Pettit proves hard work can attain the American dream

Jill Evans
Special to The Aspen Times

Thomas Jefferson once described the American dream as “one’s ability to build personal success and satisfaction through hard work.” He could have been describing native Basalt resident Libby Pettit.

She graduated from Basalt High School in 1980, went to Colorado College and later transferred to the University of Colorado in Boulder. Pettit began working at a physical therapy clinic during her undergraduate studies. She graduated from CU with degrees in anthropology and kinesiology.

After graduation she moved to Seattle where she discovered that “all I was qualified to do was file papers.” One day, while watching the Denver Broncos play the Seahawks, she called her parents and said she wanted to come home.

She moved back to Basalt and got a job at Aspen Sports, a trademark move for anyone who grew up in the valley. Pettit decided to return to Boulder to get a master’s degree in secondary science, and at the same time she went back to work at the physical therapy clinic. She fell in love with the work, and ended up attending physical therapy school at the University of Colorado.

Upon graduation in 1988, Pettit went to work at Hilltop House, a rehabilitation clinic in Grand Junction. She was living in Basalt with her husband and commuting to Grand Junction for work every week.

Though Pettit said she loved the clinic in Grand Junction and felt no real desire to move back home, an opportunity presented itself and she decided to take on the challenge.

“Once again it was kind of serendipity,” she said.

The opportunity rose out of an effort by Aspen Valley Hospital and a few other organizations to open a clinic in the midvalley. Those plans fell through, however, and Pettit, along with her friend BJ Williams, decided to take the real estate and open Roaring Fork Physical Therapy.

Pettit said she was drawn to physical therapy because “the people who were involved were just that – 100 percent involved.”

She credits much of her passion to her mentors, who taught her a hands-on approach to her occupation. But there’s more to Pettit’s success than just passion; she is also the definition of a hard worker.

She said her job is just one little building block on top of another.

“This job is a solid profession, and it is changing every day, but it is not glamorous, nor do you make a lot of money,” Pettit said. “You simply have to love the small joys of helping people get better.

“People have the desire to get better and they are willing to work with you, and most people do recover.” Pettit said the hardest part of her job is the incapability to heal everyone.

She is well respected by doctors, fellow physical therapists and her patients in the valley and throughout the state of Colorado.
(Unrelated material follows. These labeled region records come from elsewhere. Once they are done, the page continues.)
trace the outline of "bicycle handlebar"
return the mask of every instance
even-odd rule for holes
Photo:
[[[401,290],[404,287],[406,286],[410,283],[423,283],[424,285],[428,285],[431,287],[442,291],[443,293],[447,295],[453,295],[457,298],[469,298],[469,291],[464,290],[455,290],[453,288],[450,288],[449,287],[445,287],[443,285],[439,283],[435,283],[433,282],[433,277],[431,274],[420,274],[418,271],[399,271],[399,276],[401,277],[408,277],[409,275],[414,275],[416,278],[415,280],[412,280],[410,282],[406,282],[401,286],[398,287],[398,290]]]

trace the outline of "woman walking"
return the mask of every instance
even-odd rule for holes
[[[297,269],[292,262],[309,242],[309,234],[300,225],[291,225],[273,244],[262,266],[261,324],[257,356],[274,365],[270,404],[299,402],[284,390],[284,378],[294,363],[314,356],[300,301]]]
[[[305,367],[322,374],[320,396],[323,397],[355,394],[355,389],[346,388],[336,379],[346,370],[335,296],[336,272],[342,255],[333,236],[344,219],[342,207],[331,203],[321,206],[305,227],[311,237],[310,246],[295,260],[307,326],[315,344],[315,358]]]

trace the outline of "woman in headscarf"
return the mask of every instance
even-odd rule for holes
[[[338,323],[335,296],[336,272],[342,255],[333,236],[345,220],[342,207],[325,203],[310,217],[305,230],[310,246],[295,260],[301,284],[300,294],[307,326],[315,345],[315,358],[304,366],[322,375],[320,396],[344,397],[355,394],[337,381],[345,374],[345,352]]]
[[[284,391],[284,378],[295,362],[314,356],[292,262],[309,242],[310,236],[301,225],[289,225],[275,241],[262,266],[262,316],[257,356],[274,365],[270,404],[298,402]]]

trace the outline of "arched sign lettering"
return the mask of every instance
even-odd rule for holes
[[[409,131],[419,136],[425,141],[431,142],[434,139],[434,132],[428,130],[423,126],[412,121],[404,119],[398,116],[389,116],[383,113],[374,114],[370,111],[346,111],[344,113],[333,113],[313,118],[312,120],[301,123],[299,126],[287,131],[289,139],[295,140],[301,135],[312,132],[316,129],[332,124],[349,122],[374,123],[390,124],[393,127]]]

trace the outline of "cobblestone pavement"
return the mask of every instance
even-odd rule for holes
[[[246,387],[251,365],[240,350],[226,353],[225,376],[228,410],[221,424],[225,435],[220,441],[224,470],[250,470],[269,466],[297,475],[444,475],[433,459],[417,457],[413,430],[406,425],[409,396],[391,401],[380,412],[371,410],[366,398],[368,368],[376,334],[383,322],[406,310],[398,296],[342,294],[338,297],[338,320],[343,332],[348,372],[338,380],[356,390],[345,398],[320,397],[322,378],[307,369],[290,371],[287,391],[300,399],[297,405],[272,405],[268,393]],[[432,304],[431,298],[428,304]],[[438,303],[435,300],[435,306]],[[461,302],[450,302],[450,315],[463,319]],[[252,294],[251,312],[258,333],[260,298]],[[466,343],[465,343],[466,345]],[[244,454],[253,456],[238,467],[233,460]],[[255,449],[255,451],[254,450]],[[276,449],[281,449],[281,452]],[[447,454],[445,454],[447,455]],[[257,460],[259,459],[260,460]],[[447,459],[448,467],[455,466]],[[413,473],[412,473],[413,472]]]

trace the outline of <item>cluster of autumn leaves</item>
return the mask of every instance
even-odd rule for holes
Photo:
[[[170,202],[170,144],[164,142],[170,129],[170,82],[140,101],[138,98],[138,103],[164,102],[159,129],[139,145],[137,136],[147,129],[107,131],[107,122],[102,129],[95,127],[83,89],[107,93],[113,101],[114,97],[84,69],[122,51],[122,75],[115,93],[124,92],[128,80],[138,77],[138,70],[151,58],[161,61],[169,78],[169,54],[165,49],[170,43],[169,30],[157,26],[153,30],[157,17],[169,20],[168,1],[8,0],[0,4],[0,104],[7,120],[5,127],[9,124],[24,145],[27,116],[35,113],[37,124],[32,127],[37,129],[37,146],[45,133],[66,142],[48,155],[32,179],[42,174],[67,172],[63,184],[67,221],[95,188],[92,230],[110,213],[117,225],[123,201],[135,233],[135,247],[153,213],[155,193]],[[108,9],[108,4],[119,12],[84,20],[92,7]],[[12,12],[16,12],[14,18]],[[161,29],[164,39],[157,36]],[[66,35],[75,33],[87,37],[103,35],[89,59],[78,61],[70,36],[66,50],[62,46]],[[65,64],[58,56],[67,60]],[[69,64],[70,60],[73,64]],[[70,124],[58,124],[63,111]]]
She recently received the Colorado Chapter Outstanding Physical Therapist award for 2003.

“I really had no idea that [the award] was a really big deal until I got it home and looked at the other names on the plaque,” she said. “These people were truly pioneers and driving forces in physical therapy in this state. I never saw myself as either of these two things.”

However, her work proves otherwise. She received the Bob Doctor Award in 1996, a recognition of exceptional service to the profession. She has served in many different areas: ethics committee member, chair of the ethics committee, chair of the West district, district delegate, delegate at large, director at large and chapter treasurer.

At this point in her career, though, she is beginning to say no to opportunities to hold offices she has held in the past. Pettit plans to return to school at Regis University to get her doctorate in physical therapy. And she is becoming the “soccer mom” she swore she would never become with her 8-year-old son.

She loves to ski and continues to teach skiing at Aspen Highlands, where she has taught since 1977. She lives with her family on the Fryingpan, just across the river from where she grew up.

Her friend Lisa Mae told her recently, “You’ve got the American dream – a great house, a beautiful family.” Pettit laughed and responded, “I have been really lucky.” Maybe a little lucky, but much of her achievement of the American dream has come through the hard work that Jefferson understood so well.